The other day, I got an email from Dave Powers, a reader from the UK about this sort of inlaid chest.
“I am planning to make a version of a Nonsuch chest and have been wrestling for some time with the use of banding. In all the examples I’ve seen the patterns in the banding don’t finish symmetrically?… I was delighted to see that in your wainscot chair you have taken the same approach. My question is really how do you feel about this? All the good wholesome part of me really likes it but there’s a horrible little modern bit that desperately wants it to match. I would love to know how the original makers viewed it: unimportant? technically awkward? expensive? …”
See Jonathan L. Fairbanks and Robert F. Trent, eds., New England Begins: The Seventeenth-Century 3 vols. (Boston: Museum of Fine Arts, 1982) 3:513, 514. You can read more about these chests in Benno M. Forman, “Continental Furniture Craftsmen in London 1511-1625” in Furniture History, vol. 5, 1971, 94-120. My copy of the Forman article is in the workshop, so I don’t have it right here to refer to; but the gist of it is these are made in London, maybe in Norwich as well… I think the Forman article includes a great quote about the inlaid work, I found it on the V&A website:
Edmund Maria Bolton, Elements of Armories (1610): ‘At St. Olaves in Southwark, you shall learn, among the joyenrs what Inlayes and Marquetrie meane. Inlaye … is a laying of colour’d wood in their Wainscot works, Bedsteads, Cupbords, Chayres and the like’.

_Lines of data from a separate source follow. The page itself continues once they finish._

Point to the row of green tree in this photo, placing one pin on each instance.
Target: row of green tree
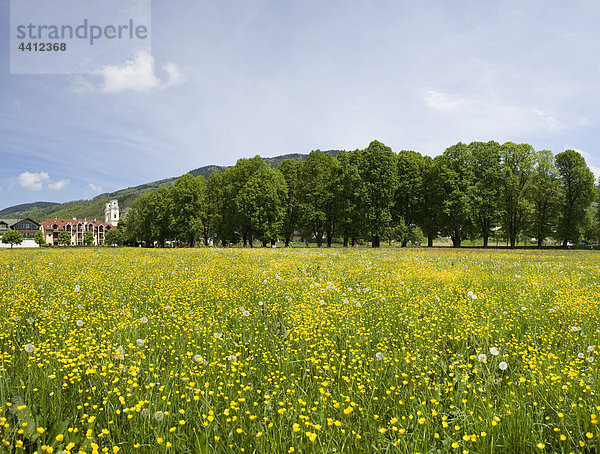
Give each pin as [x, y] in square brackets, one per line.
[471, 191]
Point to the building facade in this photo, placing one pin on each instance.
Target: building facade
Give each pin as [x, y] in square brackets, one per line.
[27, 227]
[111, 212]
[76, 228]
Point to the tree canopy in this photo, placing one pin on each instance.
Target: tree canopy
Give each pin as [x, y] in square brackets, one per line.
[471, 191]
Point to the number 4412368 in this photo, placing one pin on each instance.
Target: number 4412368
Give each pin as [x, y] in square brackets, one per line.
[43, 47]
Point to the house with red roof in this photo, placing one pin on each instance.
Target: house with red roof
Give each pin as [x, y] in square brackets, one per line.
[76, 228]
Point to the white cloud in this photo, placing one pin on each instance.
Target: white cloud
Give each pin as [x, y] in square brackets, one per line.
[137, 75]
[58, 185]
[496, 117]
[95, 188]
[32, 181]
[442, 101]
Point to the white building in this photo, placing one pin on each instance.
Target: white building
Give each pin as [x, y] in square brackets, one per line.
[111, 212]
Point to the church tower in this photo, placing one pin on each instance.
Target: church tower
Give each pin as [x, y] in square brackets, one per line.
[111, 212]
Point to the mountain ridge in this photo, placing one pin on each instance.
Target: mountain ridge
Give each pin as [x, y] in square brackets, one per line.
[94, 208]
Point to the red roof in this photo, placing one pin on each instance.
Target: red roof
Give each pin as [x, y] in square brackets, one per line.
[62, 223]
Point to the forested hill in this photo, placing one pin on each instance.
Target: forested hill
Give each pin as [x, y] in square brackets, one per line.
[94, 208]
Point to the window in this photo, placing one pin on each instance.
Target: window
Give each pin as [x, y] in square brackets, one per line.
[25, 225]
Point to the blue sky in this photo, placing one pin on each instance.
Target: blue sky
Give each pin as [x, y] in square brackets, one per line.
[227, 80]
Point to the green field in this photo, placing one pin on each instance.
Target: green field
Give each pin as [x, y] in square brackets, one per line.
[299, 350]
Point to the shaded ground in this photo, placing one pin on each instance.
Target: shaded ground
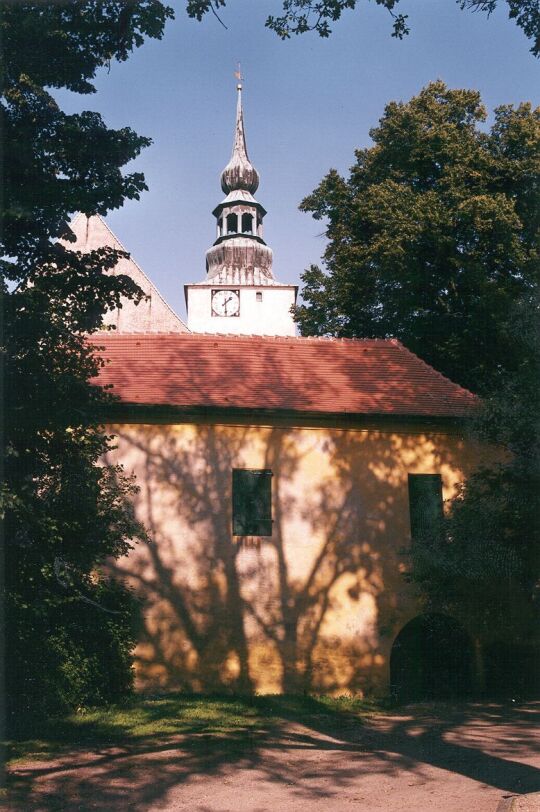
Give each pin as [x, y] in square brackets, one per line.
[291, 756]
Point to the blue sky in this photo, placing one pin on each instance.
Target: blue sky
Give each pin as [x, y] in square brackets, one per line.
[308, 103]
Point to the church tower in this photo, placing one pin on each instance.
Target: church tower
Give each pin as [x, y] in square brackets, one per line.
[240, 293]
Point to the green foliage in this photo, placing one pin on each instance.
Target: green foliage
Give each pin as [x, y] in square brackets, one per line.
[488, 563]
[432, 237]
[301, 16]
[68, 628]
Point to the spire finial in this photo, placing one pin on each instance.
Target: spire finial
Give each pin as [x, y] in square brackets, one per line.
[239, 172]
[239, 77]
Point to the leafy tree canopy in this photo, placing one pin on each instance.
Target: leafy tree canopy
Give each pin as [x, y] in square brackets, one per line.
[64, 511]
[486, 567]
[300, 16]
[433, 236]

These chests are dovetailed oak board chests, then covered with the inlay. The Metcalfe one has a replaced lid, usually they are inlaid too. I think the one Dave sent a photo of is this one, from Yew Tree House antiques:
I imagine this one has lost a lot of its inlay; but it allows us to see the dovetails quite clearly. There’s more photos of this one at http://yewtreehouseantiques.1stdibs.com/itemdetails.php?id=182987
So, I don’t really do any inlay of significance; but my take on it is that the bands begin & end willy-nilly. They are really nice chests; I have never spent any lengthy time studying them, and I would like to see more of them at some point. The V&A one described (not illustrated) on their website says its interior is inlaid too…on the tills, plural.